玻璃纤维自密实混凝土（GFRSCC）是以玻璃纤维为增强材料，自密实混凝土浆体为基体的复合材料。玻璃纤维增强混凝土（GFRC）作为一种新型复合材料，在各个领域得到了广泛的应用。自密实混凝土（SCC）基体中掺入玻璃纤维，目标是为了利用自密实混凝土的高工作性能和高流动性，以及玻璃纤维混凝土的高韧性优点。

因此，本文首先对自密实混凝土水化过程及其不同阶段的工作性能开展了试验研究，发现自密实混凝土在不同粉煤灰掺量下的水化特征，验证了一种能够准确监测自密实混凝土水化过程并预测其强度发展的新指标。在此基础上，本文对玻璃纤维增强自密实混凝土的水化过程及强度发展进行了实验监测研究，分析了不同玻璃纤维含量对GFRSCC水化过程和渗透性能的影响。主要包括以下内容：

（1）基于机电阻抗法的自密实混凝土早期水化特性研究和抗压强度预测研究。基于不同粉煤灰掺量的SCC电导频谱图进行主成分分析，根据第一主成分可以简单地反映出不同粉煤灰掺量SCC早期水化的凝结过程，反映SCC的早期水化过程对智能骨料约束变化与第一主成分的关系；同时，基于主成分分析结果发现频谱特性受PZT封装层显著的影响，发现混凝土基体变化对智能骨料的环境约束有着显著的影响。根据混凝土抗压强度进行机器学习的训练以达到优化混凝土配合比的目的，利用收集公开发表的文献混凝土组成成分与抗压强度的数据集，建立多种机器学习回归模型进行训练及预测并对比分析，挑选出优化度高的机器学习模型以便于后续玻璃纤维混凝土的研究。

（2）基于机电阻抗法的玻璃纤维混凝土早期水化特性研究和渗透性能研究。基于不同玻璃纤维掺量GFRSCC的电导频谱图进行主成分分析，根据第一主成分得到早期水化时对GFRSCC中的纤维量的定量分析，观察不同纤维掺量的GFRSCC的基体变化对智能骨料的约束影响；建立基体环境对智能骨料的约束与渗透性能之间的关系，改进GFRSCC的孔隙率。通过机器学习模型得到影响玻璃纤维混凝土渗透性能的主要因素依序是养护龄期、玻璃纤维掺量、玻璃纤维长度，提出关于玻璃纤维混凝土配合比以达到降低渗透性能降低孔隙率的设计建议。

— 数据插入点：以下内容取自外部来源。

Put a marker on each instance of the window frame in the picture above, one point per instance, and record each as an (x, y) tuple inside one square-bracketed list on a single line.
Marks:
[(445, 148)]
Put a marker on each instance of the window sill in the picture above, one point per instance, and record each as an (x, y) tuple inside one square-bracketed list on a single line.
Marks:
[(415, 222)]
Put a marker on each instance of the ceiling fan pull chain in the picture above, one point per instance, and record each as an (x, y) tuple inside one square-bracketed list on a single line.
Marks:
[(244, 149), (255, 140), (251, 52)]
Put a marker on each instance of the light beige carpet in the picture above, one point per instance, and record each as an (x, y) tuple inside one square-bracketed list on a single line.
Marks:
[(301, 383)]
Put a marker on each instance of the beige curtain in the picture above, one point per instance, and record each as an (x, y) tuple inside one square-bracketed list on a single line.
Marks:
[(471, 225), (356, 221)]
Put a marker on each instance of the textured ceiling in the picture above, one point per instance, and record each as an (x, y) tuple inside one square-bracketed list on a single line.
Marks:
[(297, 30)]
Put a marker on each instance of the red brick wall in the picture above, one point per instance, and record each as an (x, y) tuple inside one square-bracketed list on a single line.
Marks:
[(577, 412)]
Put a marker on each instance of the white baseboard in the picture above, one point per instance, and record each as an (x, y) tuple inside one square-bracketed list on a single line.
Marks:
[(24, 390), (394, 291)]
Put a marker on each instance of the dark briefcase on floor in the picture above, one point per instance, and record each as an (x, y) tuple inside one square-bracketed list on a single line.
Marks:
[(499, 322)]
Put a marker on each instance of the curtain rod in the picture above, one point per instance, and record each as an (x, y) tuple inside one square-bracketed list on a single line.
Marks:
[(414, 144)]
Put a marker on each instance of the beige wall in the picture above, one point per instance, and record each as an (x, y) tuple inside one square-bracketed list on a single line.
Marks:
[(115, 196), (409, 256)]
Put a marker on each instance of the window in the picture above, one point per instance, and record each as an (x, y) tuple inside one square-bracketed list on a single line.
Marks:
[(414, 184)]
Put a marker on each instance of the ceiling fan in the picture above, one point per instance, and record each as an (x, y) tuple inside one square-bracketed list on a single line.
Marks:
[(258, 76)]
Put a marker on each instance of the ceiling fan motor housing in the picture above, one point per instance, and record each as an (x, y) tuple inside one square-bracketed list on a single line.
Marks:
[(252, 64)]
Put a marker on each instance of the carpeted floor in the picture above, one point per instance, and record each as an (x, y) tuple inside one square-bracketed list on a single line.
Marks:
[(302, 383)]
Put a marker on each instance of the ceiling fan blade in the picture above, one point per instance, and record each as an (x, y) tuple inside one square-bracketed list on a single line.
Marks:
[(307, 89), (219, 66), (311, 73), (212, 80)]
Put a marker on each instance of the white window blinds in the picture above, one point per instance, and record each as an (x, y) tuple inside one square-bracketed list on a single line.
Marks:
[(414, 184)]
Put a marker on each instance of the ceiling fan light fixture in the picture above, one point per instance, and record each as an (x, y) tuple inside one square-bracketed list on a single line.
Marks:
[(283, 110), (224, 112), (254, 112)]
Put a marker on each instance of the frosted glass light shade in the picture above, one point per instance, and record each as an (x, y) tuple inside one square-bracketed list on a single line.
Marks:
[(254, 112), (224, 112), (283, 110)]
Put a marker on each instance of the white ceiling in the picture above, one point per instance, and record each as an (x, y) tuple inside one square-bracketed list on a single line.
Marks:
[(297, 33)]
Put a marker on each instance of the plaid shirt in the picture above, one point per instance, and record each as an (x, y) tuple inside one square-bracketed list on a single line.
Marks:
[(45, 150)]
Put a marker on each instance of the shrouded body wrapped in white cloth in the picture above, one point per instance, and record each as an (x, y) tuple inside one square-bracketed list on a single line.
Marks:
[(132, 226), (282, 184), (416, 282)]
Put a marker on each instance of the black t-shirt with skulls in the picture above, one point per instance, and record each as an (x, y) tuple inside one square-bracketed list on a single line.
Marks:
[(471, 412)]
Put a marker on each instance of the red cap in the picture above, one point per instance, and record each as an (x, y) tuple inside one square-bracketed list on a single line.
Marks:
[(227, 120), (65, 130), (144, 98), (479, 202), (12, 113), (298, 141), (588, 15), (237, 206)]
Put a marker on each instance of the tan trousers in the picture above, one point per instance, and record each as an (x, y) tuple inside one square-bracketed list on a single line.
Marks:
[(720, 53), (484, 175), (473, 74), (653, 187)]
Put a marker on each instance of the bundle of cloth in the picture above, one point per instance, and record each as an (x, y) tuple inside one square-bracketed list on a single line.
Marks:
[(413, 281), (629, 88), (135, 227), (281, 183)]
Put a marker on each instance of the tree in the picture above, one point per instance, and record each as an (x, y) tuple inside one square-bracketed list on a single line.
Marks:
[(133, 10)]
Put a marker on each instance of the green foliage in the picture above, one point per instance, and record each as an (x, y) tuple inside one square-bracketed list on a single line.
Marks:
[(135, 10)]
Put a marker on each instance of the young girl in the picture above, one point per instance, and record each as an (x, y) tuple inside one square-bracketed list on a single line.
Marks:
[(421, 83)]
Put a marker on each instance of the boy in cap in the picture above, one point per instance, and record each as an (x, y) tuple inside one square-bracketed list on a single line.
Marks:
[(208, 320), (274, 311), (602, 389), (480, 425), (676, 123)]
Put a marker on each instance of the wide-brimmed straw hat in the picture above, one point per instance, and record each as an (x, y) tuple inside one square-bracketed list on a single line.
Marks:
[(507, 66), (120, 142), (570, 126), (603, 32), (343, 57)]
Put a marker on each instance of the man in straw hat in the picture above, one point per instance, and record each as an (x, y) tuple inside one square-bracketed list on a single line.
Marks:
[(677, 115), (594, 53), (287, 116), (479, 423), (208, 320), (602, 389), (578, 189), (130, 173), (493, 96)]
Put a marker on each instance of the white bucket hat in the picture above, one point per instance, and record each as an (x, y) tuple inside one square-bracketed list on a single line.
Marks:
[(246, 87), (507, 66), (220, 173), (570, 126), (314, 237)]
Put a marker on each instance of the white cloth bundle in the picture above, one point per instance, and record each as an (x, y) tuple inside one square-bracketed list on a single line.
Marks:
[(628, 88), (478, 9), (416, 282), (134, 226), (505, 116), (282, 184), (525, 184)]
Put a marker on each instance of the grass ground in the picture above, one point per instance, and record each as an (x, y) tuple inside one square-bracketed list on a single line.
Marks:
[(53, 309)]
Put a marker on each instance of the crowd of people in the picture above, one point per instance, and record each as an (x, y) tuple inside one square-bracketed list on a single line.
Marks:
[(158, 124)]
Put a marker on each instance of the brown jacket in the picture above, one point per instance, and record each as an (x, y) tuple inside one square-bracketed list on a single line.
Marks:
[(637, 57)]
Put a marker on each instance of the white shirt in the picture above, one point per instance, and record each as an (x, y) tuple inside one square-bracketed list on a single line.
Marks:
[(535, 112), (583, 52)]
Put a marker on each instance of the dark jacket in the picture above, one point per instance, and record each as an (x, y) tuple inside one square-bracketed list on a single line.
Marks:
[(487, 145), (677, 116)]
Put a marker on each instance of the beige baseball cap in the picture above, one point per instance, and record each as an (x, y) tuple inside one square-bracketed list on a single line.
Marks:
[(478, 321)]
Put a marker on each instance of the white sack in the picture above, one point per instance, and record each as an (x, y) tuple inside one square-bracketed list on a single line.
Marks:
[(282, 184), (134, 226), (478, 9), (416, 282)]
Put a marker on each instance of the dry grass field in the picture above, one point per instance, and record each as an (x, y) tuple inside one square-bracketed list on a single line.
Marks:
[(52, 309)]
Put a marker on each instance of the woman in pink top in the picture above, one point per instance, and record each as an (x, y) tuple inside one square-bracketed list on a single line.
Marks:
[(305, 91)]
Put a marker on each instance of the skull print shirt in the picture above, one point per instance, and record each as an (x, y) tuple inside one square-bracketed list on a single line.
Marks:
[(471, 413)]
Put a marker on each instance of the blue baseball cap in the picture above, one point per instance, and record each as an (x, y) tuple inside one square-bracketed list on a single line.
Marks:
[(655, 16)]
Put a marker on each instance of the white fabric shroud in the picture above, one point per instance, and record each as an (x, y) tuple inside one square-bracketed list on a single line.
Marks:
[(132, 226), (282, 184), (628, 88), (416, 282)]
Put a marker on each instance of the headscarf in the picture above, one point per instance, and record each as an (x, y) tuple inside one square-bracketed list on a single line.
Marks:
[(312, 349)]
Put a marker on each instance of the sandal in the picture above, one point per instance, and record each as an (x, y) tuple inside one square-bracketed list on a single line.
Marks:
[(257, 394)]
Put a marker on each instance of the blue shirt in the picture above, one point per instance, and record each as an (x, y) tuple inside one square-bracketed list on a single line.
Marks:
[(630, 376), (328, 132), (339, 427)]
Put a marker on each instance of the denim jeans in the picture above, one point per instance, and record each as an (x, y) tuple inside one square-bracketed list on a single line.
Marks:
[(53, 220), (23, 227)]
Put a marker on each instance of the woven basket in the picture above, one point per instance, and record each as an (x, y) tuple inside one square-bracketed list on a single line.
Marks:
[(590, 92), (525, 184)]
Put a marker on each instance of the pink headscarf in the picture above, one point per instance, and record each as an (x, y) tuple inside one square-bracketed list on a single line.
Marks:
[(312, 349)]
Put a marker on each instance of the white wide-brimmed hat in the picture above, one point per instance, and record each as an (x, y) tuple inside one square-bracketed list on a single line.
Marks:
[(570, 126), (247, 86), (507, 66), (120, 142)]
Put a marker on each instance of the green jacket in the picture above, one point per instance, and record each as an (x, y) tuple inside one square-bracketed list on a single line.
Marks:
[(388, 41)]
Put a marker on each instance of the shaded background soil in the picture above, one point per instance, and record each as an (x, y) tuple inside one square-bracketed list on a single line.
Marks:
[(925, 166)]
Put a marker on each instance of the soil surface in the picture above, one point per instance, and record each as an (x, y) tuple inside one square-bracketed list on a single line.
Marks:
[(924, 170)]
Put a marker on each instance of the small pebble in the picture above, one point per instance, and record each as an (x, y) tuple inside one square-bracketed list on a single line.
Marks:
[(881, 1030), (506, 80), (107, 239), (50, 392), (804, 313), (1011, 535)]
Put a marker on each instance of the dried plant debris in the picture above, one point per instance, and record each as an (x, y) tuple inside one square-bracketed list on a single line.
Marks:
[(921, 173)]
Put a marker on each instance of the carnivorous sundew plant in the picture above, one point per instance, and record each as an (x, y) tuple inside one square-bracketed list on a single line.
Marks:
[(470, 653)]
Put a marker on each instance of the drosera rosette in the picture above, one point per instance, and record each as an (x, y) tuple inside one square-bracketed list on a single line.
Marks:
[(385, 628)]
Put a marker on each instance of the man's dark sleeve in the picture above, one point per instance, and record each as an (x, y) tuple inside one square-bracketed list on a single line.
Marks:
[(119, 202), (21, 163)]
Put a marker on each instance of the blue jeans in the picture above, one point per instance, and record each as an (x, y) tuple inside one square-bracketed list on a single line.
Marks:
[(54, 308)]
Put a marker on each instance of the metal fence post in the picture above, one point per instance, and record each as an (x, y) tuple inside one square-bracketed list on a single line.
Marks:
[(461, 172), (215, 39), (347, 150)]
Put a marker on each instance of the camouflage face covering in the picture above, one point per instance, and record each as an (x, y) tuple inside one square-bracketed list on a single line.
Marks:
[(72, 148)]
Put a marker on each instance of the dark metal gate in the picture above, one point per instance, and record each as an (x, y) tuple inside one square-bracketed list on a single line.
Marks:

Glass fiber self-compacting concrete (GFRSCC) is a composite material with glass fiber as reinforcement material and self-compacting concrete slurry as matrix. Glass fiber reinforced concrete (GFRC), as a new composite material, has been widely used in various fields. Glass fiber is incorporated into the matrix of self-compacting concrete (SCC). The goal is to take advantage of the high working performance and fluidity of self-compacting concrete, as well as the high toughness advantages of glass fiber concrete.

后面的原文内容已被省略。